In the case described, there is no promotion logic.

The replicas will try to reconnect to their original master forever unless something else (like Sentinel) redirects them in an actual failover/promotion setup.

So, the master had data, it died, it restart with no data, then the replicas immediately reconnect. If the master had persistence enabled, it would have reloaded the old dataset on startup and the replicas would have re-downloaded everything—since they are replicas of the master, they will always prefer the master data over their own, even if the master is empty.

If you were in a strange case where the disk failed and you replaced it with an empty disk (is that what you mean by "fresh disk?") then it's the same as starting an empty dataset. Not entirely relevant since the server would be intentionally started empty after a maintenance action instead of just restarting the already-populated process that restarts as empty because there's no saved dataset to load on startup.

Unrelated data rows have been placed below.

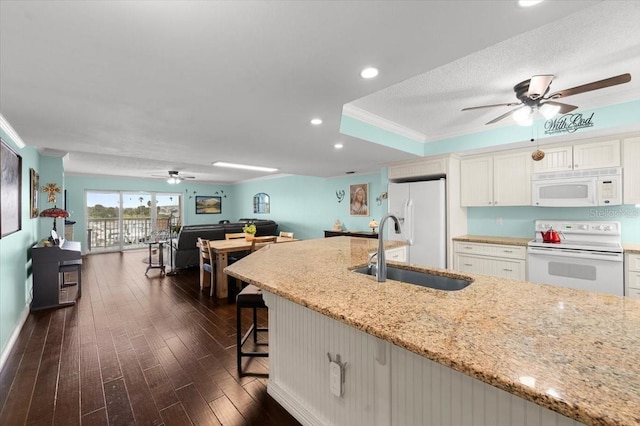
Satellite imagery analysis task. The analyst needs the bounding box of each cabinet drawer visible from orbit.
[453,241,527,260]
[456,254,525,280]
[627,254,640,271]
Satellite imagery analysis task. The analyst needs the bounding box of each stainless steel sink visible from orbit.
[354,265,473,291]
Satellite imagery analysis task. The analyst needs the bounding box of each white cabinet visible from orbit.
[460,151,533,207]
[263,291,582,426]
[533,139,620,173]
[387,156,448,179]
[453,241,527,281]
[624,253,640,298]
[622,137,640,204]
[460,156,493,206]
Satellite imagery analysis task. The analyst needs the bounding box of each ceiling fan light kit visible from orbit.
[462,73,631,126]
[152,170,196,185]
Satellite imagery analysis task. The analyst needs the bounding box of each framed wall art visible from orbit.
[349,183,369,216]
[0,139,22,238]
[196,195,222,214]
[29,169,39,219]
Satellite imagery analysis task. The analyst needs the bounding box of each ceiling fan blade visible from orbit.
[487,107,524,124]
[547,73,631,99]
[541,101,578,114]
[527,74,554,100]
[462,102,522,111]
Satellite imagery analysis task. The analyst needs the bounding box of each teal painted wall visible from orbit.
[0,130,42,360]
[340,101,640,157]
[234,173,386,239]
[424,101,640,156]
[64,176,237,252]
[38,155,64,240]
[467,205,640,243]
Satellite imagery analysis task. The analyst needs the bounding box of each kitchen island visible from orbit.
[225,237,640,425]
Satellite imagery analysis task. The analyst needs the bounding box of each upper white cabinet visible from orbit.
[388,157,448,180]
[622,137,640,204]
[460,156,493,206]
[533,139,620,173]
[460,151,533,207]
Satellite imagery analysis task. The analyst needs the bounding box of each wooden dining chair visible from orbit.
[224,232,245,240]
[236,236,277,376]
[198,237,215,294]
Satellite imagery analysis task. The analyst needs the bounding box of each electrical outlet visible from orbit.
[329,361,342,397]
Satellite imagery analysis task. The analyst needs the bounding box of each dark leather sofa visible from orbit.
[171,219,278,269]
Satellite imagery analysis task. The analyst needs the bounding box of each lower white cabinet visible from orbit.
[453,241,527,281]
[624,253,640,298]
[263,291,582,426]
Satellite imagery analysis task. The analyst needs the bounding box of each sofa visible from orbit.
[171,219,278,270]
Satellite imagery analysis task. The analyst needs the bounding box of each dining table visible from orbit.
[209,237,296,299]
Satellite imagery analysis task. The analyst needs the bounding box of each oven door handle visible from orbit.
[528,247,624,262]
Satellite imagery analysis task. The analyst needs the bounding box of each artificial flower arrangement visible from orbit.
[242,223,256,236]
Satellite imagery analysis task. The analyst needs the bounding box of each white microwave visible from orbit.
[531,167,622,207]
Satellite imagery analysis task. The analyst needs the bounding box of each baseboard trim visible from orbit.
[267,381,326,426]
[0,304,30,371]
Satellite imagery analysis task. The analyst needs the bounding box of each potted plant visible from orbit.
[242,223,257,241]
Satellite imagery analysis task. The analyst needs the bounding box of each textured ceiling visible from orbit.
[0,0,640,183]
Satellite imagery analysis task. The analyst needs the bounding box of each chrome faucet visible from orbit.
[376,213,402,283]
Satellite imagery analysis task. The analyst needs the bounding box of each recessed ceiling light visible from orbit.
[518,0,544,7]
[212,161,278,172]
[360,67,378,78]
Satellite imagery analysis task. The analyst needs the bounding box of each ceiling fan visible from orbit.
[151,170,196,183]
[462,73,631,125]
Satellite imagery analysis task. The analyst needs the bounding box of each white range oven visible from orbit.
[527,220,624,296]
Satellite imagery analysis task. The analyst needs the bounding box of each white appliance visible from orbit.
[527,220,624,296]
[387,178,447,269]
[531,167,622,207]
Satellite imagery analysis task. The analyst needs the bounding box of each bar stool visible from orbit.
[236,237,277,377]
[58,259,82,297]
[236,284,269,376]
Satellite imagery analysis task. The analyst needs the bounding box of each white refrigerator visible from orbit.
[386,178,447,269]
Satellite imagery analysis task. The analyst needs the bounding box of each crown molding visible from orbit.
[0,114,27,149]
[342,104,426,143]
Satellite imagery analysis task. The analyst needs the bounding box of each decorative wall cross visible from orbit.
[42,183,60,203]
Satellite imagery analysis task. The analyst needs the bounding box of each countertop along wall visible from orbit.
[467,204,640,243]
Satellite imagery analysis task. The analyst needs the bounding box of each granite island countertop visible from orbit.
[225,237,640,425]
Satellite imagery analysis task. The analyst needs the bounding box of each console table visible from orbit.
[324,231,378,239]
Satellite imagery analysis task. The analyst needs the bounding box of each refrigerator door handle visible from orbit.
[404,198,415,245]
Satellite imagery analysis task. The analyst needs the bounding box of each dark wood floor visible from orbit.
[0,251,299,426]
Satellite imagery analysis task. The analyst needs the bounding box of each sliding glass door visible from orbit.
[86,191,182,252]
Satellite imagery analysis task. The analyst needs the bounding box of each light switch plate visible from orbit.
[329,361,342,397]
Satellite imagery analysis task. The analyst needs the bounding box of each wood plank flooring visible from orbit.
[0,251,299,426]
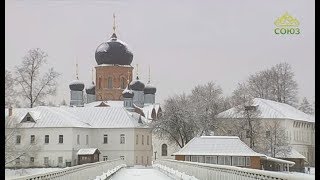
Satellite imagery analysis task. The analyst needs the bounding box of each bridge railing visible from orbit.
[154,159,315,180]
[10,159,125,180]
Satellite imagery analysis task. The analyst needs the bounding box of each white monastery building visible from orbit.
[5,16,165,167]
[216,98,315,166]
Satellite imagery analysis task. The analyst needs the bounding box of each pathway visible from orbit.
[110,166,172,180]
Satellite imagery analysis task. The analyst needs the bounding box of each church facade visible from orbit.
[5,17,173,167]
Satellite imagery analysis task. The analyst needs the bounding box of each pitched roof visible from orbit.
[173,136,265,156]
[77,148,100,155]
[5,106,147,128]
[276,148,306,159]
[84,101,123,107]
[216,98,315,122]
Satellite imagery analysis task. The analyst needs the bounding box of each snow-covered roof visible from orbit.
[5,106,147,128]
[216,98,315,122]
[77,148,100,155]
[276,148,306,159]
[140,103,160,119]
[261,156,296,166]
[6,106,90,128]
[173,136,265,156]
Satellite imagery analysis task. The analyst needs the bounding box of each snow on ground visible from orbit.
[5,168,61,179]
[110,166,171,180]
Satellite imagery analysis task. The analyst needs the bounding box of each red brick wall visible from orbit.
[96,66,133,101]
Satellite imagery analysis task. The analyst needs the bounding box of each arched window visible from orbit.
[98,77,101,89]
[161,144,168,156]
[107,77,112,89]
[120,77,126,89]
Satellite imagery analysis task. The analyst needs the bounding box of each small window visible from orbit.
[161,144,168,156]
[16,158,20,165]
[121,77,126,89]
[266,131,270,138]
[246,130,250,138]
[218,156,225,165]
[30,135,36,144]
[103,156,108,161]
[44,135,49,144]
[98,77,102,89]
[184,156,190,161]
[224,156,231,166]
[142,135,144,145]
[210,156,218,164]
[103,134,108,144]
[30,157,34,165]
[59,135,63,144]
[198,156,204,163]
[77,134,80,144]
[16,135,21,144]
[205,156,211,164]
[136,135,139,144]
[58,157,63,164]
[43,157,49,165]
[191,156,198,162]
[246,157,251,166]
[232,156,239,166]
[120,134,125,144]
[86,135,89,145]
[108,77,112,89]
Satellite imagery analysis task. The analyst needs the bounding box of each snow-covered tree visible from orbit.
[190,82,224,135]
[15,48,60,108]
[4,69,18,107]
[270,63,298,105]
[298,97,314,114]
[260,120,291,157]
[223,83,262,150]
[245,63,298,106]
[5,116,41,167]
[151,94,198,148]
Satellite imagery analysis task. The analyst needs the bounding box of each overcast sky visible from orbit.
[5,0,315,103]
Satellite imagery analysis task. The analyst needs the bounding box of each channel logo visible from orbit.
[274,12,300,35]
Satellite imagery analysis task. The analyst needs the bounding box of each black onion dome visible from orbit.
[144,83,157,94]
[129,76,145,91]
[69,80,84,91]
[95,33,133,65]
[122,88,134,98]
[86,84,96,95]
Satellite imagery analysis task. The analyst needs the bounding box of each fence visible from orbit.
[154,159,315,180]
[10,159,125,180]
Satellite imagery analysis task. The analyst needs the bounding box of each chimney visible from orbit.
[9,106,12,116]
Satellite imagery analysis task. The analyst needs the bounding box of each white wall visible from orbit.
[152,134,181,161]
[8,128,72,167]
[5,128,152,167]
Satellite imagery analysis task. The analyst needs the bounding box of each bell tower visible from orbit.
[95,14,133,101]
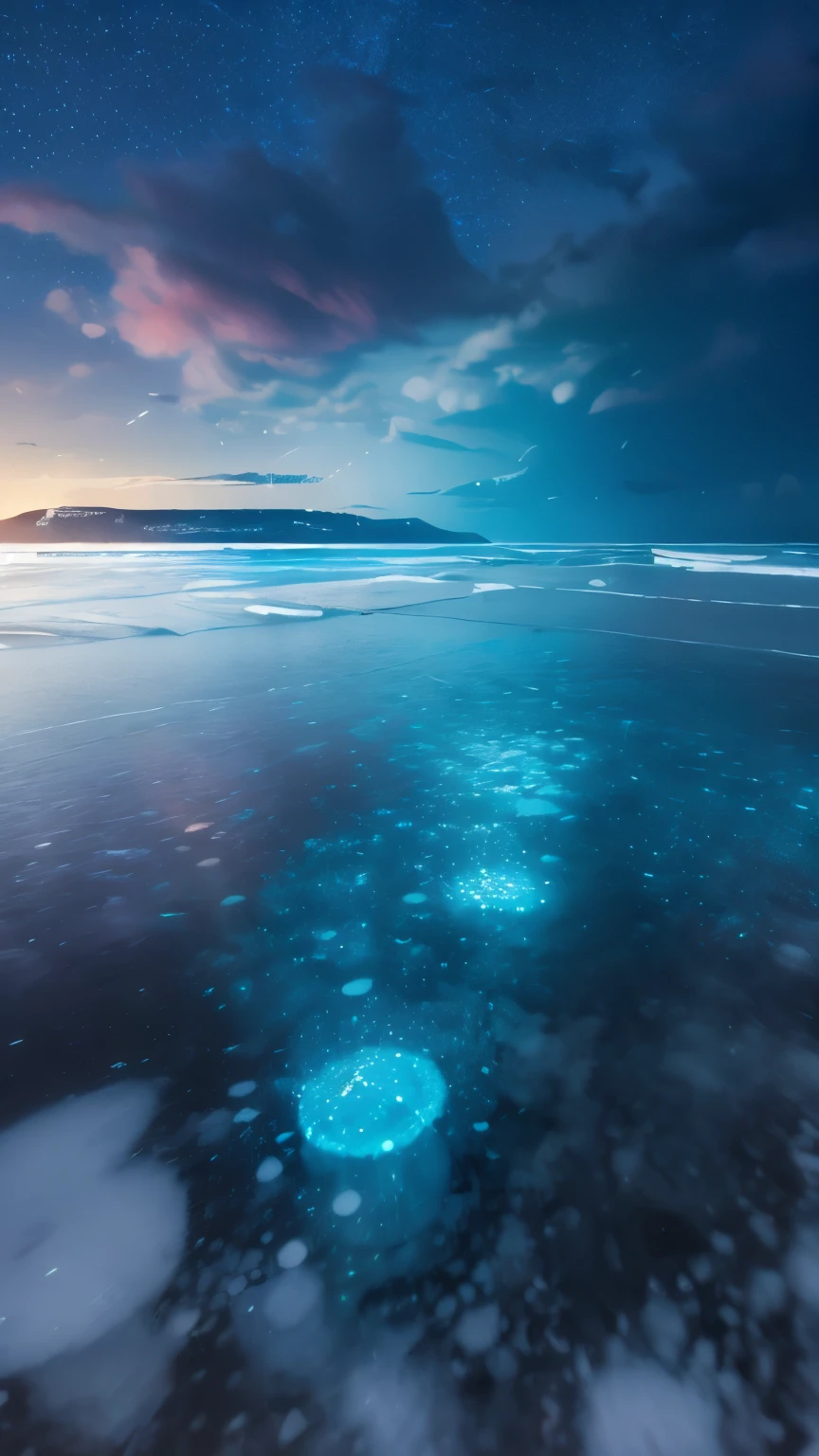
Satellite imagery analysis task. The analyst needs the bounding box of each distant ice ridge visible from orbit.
[0,1083,187,1448]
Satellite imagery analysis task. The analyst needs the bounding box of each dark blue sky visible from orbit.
[0,0,819,540]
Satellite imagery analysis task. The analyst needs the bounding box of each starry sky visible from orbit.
[0,0,819,541]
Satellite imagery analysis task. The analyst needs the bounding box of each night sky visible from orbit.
[0,0,819,540]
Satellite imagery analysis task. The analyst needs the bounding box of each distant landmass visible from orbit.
[184,470,323,484]
[0,505,485,546]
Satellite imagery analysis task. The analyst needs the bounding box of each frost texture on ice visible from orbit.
[29,1313,181,1456]
[586,1363,721,1456]
[455,1304,500,1356]
[264,1268,323,1329]
[299,1046,446,1157]
[0,1083,187,1374]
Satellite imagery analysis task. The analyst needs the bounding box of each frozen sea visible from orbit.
[0,543,819,1456]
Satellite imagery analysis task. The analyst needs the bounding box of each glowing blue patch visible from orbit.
[299,1046,446,1157]
[452,869,548,913]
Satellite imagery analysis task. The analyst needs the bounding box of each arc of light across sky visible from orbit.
[299,1046,447,1157]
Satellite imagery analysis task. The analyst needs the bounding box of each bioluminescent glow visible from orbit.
[452,869,550,915]
[299,1046,446,1157]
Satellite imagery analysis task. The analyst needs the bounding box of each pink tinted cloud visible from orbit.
[0,74,491,394]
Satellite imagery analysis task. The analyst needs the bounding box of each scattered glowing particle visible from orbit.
[276,1239,307,1269]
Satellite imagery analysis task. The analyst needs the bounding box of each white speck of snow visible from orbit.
[245,604,323,617]
[333,1188,361,1219]
[584,1363,721,1456]
[515,798,559,818]
[455,1304,500,1356]
[264,1268,323,1329]
[279,1407,307,1446]
[257,1157,284,1182]
[276,1239,307,1269]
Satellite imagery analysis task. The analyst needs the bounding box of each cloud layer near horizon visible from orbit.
[0,38,819,518]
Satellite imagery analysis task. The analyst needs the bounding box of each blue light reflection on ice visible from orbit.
[453,869,550,913]
[299,1046,446,1157]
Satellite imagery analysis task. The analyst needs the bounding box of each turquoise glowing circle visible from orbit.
[453,869,548,915]
[299,1046,446,1157]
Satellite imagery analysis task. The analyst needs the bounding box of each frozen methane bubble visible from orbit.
[455,1304,500,1356]
[333,1188,361,1219]
[299,1046,446,1157]
[257,1157,284,1182]
[263,1268,323,1329]
[276,1239,307,1269]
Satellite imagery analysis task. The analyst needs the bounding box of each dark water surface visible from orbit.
[0,546,819,1456]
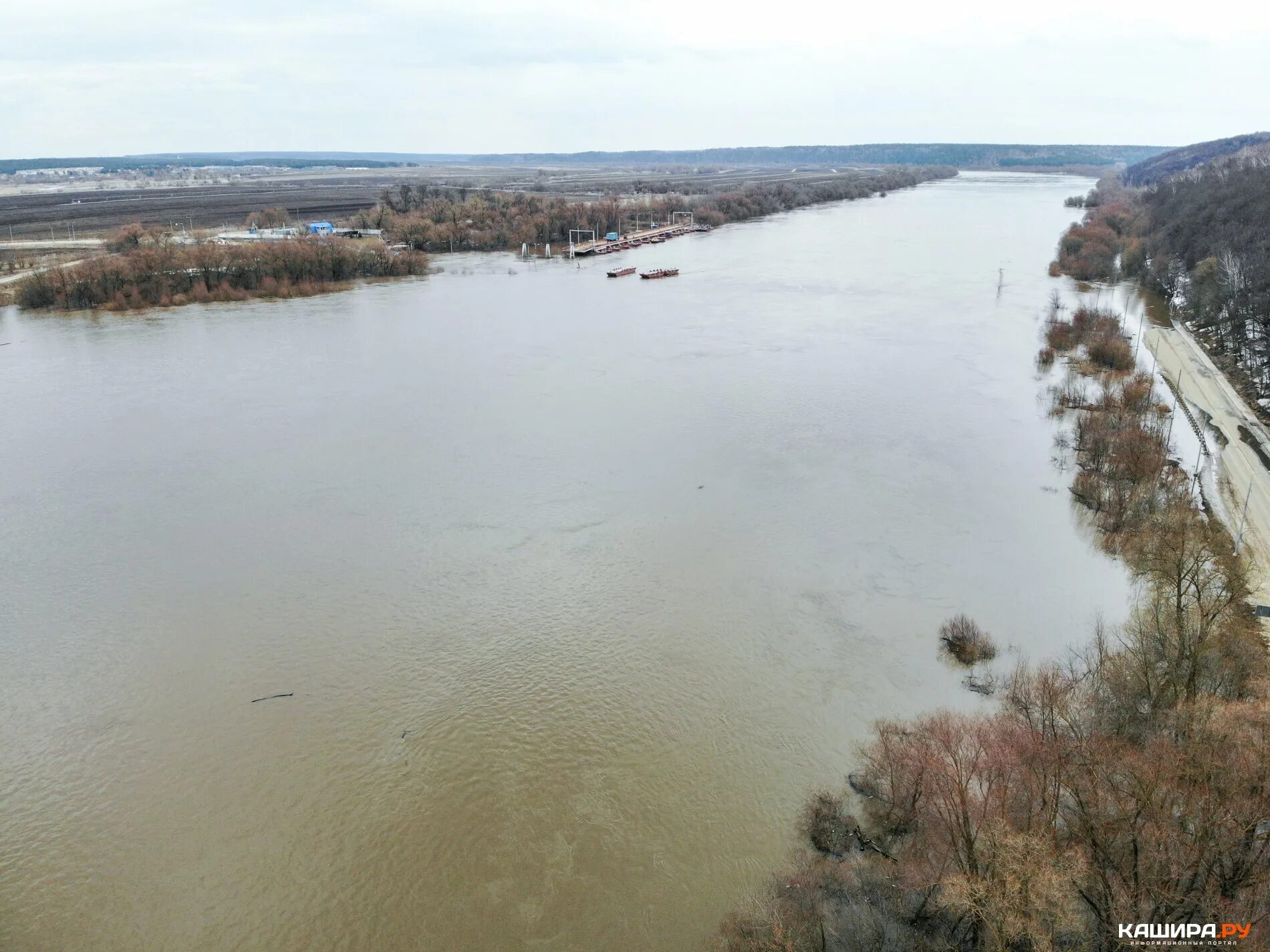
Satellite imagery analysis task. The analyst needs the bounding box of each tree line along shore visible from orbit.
[714,306,1270,952]
[713,144,1270,952]
[7,166,957,310]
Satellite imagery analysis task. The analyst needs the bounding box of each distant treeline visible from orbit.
[353,166,957,251]
[1123,132,1270,185]
[0,142,1167,172]
[465,142,1167,168]
[18,239,428,310]
[1054,148,1270,400]
[715,302,1270,952]
[0,152,413,175]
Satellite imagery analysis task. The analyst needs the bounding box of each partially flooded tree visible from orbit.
[940,615,997,667]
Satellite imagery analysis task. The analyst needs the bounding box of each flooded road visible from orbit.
[0,174,1128,952]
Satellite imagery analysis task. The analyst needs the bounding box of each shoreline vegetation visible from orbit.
[714,309,1270,952]
[17,237,428,311]
[352,165,957,251]
[5,166,957,311]
[1050,146,1270,419]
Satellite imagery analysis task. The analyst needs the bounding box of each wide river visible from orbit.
[0,174,1129,952]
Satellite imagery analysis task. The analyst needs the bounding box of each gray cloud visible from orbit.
[0,0,1270,156]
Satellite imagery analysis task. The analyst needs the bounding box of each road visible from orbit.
[0,239,106,251]
[1144,326,1270,605]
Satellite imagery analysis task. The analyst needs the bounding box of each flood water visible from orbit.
[0,174,1128,952]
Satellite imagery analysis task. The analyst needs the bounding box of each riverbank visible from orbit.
[17,239,428,311]
[718,296,1270,952]
[1144,317,1270,605]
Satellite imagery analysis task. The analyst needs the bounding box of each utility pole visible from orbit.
[1164,377,1181,453]
[1235,480,1252,554]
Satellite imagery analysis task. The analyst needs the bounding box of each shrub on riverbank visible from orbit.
[18,239,428,310]
[718,302,1270,952]
[353,166,957,251]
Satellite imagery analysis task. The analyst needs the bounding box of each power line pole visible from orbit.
[1235,480,1252,554]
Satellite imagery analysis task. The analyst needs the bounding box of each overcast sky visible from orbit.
[0,0,1270,158]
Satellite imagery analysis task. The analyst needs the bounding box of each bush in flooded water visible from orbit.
[717,293,1270,952]
[940,615,997,665]
[18,239,428,310]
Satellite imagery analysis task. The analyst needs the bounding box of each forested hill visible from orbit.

The "all replicas resync an empty dataset" is a logical consequence of the configuration they enabled, but one without obvious repercussions without either directly experiencing it or a longer multi-chain thought experiment. (but, fixes for such things are already on the way—soon!)

antirez · on Oct 29, 2014

Just to add some more info:

Funny enough what triggers this problem when you have master persistence turned down is, the lack of failover, if the reboot happens fast enough, in case you are using Sentinel, for it to failover to a replica. So no failure was sensed at all, just the master magically wiped its data set.

So from the point of view of distributed systems, if you want to analyze the sum of Redis replicated nodes + Sentinel, the problem is that the system is not designed to cope with nodes losing state on restarts.

However it is possible to improve it, and I'm doing it, but before diskless replication it was IMHO pretty useless to have support for persistence-less operations in conjunction with replication, since the slaves to synchronize required anyway the master to save an RDB file on disk.